Data needs a Makefile

Eruptr is an extensible, model and configuration driven data management system targeting ETL, DataOps and Analytics Engineering. It has been purposefully designed with a focus on the ClickHouse OLAP engine however it is being adapted and extended to address other data eco-systems.

Don't ETL or ELT. LET your data be free.

Extract-Transform-Load (ETL) is typically used by most BigData systems including Hadoop, Spark and Flink. In this case the target system expects data in a specific format and it may be beneficial to decouple the transformation / compute from the target system. This has advantages in cases where a transformation is significantly large or there are multiple disparate data sources specified in the Extract phase.

Extract-Load-Transform (ELT) have become popular with the rise of cloud-native data warehouses which can source data from disparate systems without external tooling. In this case a table engine / type, database or object store can be specified as part of the query and standard relational SQL can be used to transform the data as required. Typically an SQL orchestration or data processing tool is employed to manage these different stages.

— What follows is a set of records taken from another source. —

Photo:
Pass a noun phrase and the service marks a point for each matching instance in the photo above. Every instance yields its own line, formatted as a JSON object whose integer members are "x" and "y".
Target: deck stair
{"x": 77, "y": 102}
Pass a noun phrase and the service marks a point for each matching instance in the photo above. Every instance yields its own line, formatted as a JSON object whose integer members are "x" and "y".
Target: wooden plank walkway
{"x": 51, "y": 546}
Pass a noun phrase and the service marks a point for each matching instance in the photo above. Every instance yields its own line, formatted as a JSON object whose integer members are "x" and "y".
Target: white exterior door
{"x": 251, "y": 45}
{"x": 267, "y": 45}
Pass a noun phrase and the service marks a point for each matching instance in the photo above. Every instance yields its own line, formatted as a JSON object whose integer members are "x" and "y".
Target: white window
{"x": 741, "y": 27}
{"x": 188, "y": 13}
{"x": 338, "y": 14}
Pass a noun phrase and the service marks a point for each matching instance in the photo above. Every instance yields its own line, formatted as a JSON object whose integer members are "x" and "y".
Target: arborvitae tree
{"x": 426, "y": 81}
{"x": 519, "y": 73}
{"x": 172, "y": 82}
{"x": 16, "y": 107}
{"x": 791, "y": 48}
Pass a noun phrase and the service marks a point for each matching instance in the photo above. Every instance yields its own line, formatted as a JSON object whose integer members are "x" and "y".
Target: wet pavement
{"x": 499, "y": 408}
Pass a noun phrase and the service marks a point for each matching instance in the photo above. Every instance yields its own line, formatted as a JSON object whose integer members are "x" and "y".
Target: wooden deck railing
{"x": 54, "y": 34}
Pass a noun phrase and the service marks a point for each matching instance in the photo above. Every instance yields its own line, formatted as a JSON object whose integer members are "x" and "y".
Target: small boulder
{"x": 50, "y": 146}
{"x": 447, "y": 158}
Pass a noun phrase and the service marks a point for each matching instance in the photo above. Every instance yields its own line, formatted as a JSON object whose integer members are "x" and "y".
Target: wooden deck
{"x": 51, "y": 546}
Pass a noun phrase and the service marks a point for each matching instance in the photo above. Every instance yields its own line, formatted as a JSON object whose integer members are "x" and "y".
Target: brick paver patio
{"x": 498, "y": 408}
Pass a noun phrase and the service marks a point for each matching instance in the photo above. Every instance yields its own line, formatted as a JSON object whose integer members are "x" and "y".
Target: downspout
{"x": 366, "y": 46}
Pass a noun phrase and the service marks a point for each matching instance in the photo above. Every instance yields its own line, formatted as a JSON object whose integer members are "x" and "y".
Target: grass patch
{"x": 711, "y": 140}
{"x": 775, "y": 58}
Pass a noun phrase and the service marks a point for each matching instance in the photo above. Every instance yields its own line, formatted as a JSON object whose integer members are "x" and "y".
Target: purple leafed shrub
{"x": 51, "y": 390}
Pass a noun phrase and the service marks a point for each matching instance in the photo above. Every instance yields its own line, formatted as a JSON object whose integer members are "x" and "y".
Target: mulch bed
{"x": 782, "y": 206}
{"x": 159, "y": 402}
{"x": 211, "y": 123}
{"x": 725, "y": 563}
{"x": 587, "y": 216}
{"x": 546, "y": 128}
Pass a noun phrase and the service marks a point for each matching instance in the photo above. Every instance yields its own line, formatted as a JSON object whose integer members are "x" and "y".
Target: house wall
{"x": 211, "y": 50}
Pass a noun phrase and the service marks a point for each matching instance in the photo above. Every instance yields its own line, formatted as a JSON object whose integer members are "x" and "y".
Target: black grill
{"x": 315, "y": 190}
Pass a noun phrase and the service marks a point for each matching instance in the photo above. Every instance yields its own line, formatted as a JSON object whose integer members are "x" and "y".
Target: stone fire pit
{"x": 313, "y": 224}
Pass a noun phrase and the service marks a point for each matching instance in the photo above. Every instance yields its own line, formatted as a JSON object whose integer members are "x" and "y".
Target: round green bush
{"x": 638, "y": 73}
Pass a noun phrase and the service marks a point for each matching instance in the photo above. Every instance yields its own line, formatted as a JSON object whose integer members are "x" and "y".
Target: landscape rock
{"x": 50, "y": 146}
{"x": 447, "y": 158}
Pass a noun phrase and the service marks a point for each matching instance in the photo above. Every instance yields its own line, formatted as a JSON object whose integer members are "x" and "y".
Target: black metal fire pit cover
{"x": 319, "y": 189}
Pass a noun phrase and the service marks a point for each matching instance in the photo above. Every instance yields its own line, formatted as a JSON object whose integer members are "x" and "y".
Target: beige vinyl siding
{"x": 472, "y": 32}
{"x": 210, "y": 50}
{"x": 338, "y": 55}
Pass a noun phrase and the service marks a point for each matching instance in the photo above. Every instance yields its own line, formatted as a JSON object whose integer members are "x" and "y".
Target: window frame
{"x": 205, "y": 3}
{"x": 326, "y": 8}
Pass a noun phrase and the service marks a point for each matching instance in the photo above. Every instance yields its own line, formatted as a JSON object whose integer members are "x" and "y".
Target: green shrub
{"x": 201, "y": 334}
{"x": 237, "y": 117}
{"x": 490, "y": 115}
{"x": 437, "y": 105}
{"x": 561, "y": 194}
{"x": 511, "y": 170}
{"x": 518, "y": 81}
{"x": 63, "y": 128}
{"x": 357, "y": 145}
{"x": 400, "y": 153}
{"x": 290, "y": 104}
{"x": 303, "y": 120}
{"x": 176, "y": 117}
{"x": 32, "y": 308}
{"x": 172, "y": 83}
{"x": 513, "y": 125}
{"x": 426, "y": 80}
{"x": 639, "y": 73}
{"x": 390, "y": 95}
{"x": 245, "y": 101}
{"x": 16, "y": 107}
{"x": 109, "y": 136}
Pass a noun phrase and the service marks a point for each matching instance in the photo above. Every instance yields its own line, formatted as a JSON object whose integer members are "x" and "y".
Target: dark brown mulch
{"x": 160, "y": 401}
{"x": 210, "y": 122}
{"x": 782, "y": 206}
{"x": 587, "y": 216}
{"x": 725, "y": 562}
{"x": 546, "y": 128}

Real-time streaming also has it's place in terms of on-stream event processing and analytics however data generally finds its way into a persistent store for further OLAP reporting and analytics. There are a plethora of per-event real-time streaming options.

The examples described above often require careful co-ordination of disjoint services and data sources. An accepted practice is to pull together large / complex Java, Scala or Python eco-systems and libraries to extract and reformat data in a strongly typed format before landing it into an object store / data lake or cloud-native data warehouse. Eruptr throws back to a simpler time, building on the knowledge that untyped text processing using awk, sed and other decades old tools vastly outperform most modern BigData eco-systems 95% of the time with identical data accuracy. The performance of such tooling also has a positive benefit to the environment - something we love @ VulknData.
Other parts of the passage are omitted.